Chapter One. “Revisiting the Past: Contesting a Mechanism of Militarization,” analyzes mechanisms of militarization performed by Texas Rangers and the Border Patrol to prove the presence of a border militarization during the nineteenth century through the analysis of Shame the Stars by Guadalupe García McCall, Canícula: Snapshots of a Girlhood en La Frontera by Norma E. Cantú, and Callejón Sucre y otros relatos by Rosario Sanmiguel. As a result, three historical events emerged: The Plan de San Diego (1915), bath riots (1917), and the Mexican Repatriation (1920-1939) documented through memories, testimonies, and primary sources.
Chapter Two, “Collective Memories: Documenting the Emergence of Militarization,” examines surveillance practices by Border Patrol agents to reveal an escalation of border militarization through the narratives of Norma E. Cantú, Rosario Sanmiguel, and Lucrecia Guerrero’s collection of short stories Chasing Shadows. Through memories and personal accounts fronterizas reveal the emergence of militarization woven in events such as Bracero Program (1942-1964), Operation Wetback (1954), and Operation Blockade (1993).

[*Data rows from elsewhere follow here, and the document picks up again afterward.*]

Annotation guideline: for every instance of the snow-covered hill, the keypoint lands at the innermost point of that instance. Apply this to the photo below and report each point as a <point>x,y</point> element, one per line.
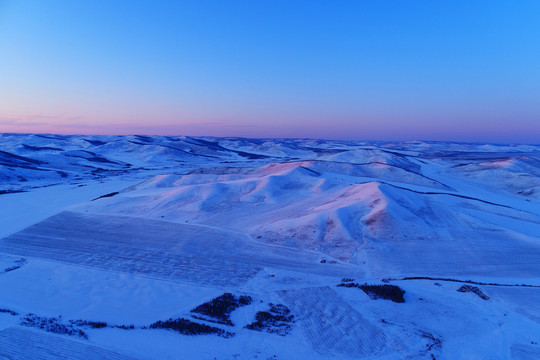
<point>135,230</point>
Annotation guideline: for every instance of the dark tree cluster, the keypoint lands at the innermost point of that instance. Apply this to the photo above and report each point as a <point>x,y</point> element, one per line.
<point>52,325</point>
<point>220,308</point>
<point>277,320</point>
<point>187,327</point>
<point>473,289</point>
<point>388,292</point>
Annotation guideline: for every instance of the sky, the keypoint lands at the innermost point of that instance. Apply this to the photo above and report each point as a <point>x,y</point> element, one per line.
<point>366,70</point>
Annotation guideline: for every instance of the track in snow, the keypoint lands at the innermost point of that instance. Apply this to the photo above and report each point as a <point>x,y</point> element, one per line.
<point>157,249</point>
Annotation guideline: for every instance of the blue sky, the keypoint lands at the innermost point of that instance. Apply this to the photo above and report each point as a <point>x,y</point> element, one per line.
<point>392,70</point>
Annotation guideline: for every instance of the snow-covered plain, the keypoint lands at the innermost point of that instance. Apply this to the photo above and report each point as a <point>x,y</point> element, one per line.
<point>102,237</point>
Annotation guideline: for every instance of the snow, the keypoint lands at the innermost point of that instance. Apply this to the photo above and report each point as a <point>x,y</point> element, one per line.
<point>281,221</point>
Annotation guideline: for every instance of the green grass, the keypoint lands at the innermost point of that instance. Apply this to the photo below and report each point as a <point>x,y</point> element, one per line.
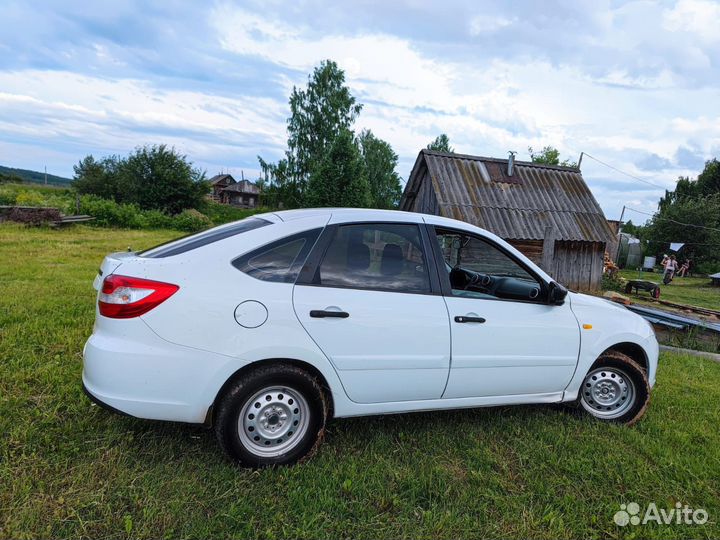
<point>695,291</point>
<point>69,469</point>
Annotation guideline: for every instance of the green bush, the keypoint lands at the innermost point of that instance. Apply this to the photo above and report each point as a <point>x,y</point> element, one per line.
<point>191,220</point>
<point>29,198</point>
<point>111,214</point>
<point>108,213</point>
<point>155,219</point>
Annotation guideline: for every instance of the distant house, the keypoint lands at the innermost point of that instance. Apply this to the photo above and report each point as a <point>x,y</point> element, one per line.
<point>546,212</point>
<point>226,190</point>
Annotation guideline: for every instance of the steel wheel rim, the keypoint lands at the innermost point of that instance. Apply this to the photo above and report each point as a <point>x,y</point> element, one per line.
<point>273,421</point>
<point>607,393</point>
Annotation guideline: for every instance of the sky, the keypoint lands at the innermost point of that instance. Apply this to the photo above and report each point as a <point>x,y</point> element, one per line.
<point>635,85</point>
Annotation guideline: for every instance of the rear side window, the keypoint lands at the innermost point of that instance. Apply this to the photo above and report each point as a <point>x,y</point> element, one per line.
<point>279,261</point>
<point>376,256</point>
<point>194,241</point>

Chapter Three, “A Record of Defiance: Challenging a Militarization System,” analyzes US policies that transformed the border into a hyper-surveillance region as recorded in the narratives of Delincuentos: historias del narcotráfico by Arminé Arjona. The narratives document through testimony, memory and personal accounts a history of marijuana policies embedded in the United States War on Drugs campaign, mass incarceration, and the beginning of major federal funding on the U.S.-Mexico border militarization.
This work began with collections of short stories whose record of historical references confirmed the presence and evolution of a border militarization. As part of the development of this fronteriza literary archive, other fronteriza authors are to be incorporated as I intend to transfer my research into a digital humanities project for multiple publics to engage with the border region through fiction.